Is Keto for Me?
Last updated: April 2022
We all want the best outcome for ourselves and our health especially if we live with type 2 diabetes. We search, we read, we analyze, we try new ideas, we analyze again, we search more, we try more. What we try that will support our diabetes will be different for each of us. Over the years, I have tried many new things: different monitors, new exercises, new groups online that support diabetes (this is the best one by the way!), new recipes, new foods, and new diets.
Healthy eating vs dieting
My focus today is on a particular ‘diet.’ Diet is an ugly word to me. It conjures up all kinds of thoughts like deprived, sacrifice, and even mild fear. A couple of years ago wording shifted away from diet to eating ‘healthfully.’ I understand the concept but to be honest, that word reminds me of when my daughter was little and she made up her own words. It meant something to her because she created the word and we understood what it meant but wouldn’t use it in regular conversation. I prefer healthy eating.
What is the keto diet?
As I peruse online, journals, magazines, etc. looking at healthy eating and current nutrition information there’s one way of eating that both intrigues and baffles me at the same time. The ‘keto’ way or ketogenic diet. The ketogenic diet was originally developed to medically treat epilepsy in children, but only after two drugs were tried to control seizures unsuccessfully.1 So how did it become so popular with diabetics?

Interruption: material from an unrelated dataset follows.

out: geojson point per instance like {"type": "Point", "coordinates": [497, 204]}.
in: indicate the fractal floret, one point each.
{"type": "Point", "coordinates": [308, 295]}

"The main objective of the ketogenic diet is to get the body to start relying primarily on fat for energy…" (instead of carbohydrates).2 What appears to appeal to many people and the reason it flowed over into the general population is that it produced weight loss by severely minimizing the amount of carbohydrate intake, less than 50gm a day. The other appeal, you can eat as much high-fat food as you like to feel full. In my layman’s mind, if there is no carb available then the excess fat I’m taking in will be burned for energy as well as the excess fat in my body.
Now on the surface, this sounds great. Weight loss! Yay! But this is the part I really don’t understand about the diet. In order for the body to burn this fat, you have to force the body into making ketones. These ketones can lead to ketoacidosis, a serious life-threatening condition for diabetics that can lead to coma and sometimes death.
So why would I want to force my body into this? As it turns out, according to the American Diabetes Association, ketoacidosis is ‘rare’ in people with type 2 diabetes.3 The equivalent organization in the UK, does not support this in total. They are more specific. The keto diet is not recommended for diabetics using insulin, type 1 or type 2, or people with longstanding type 2.4
Many people with diabetes say it’s beneficial because they lost weight; lost weight meant lower blood sugars, better control, and A1cs that are in the target range… what’s the expression? The proof is in the pudding...right?
Should I try the keto diet?
For me there are still a few unanswered questions:
- If I eat a diet high in fat, what will my lipid profile look like over time?
- Have I dealt with one problem, but created another one?
- Is this diet supportive of heart health?
And finally: Diabetes. Is. Progressive.
As my diabetes ages, will the keto diet put me at high risk for ketoacidosis?
I am not judging those who find the keto diet to be their answer. I do question whether it is right for me.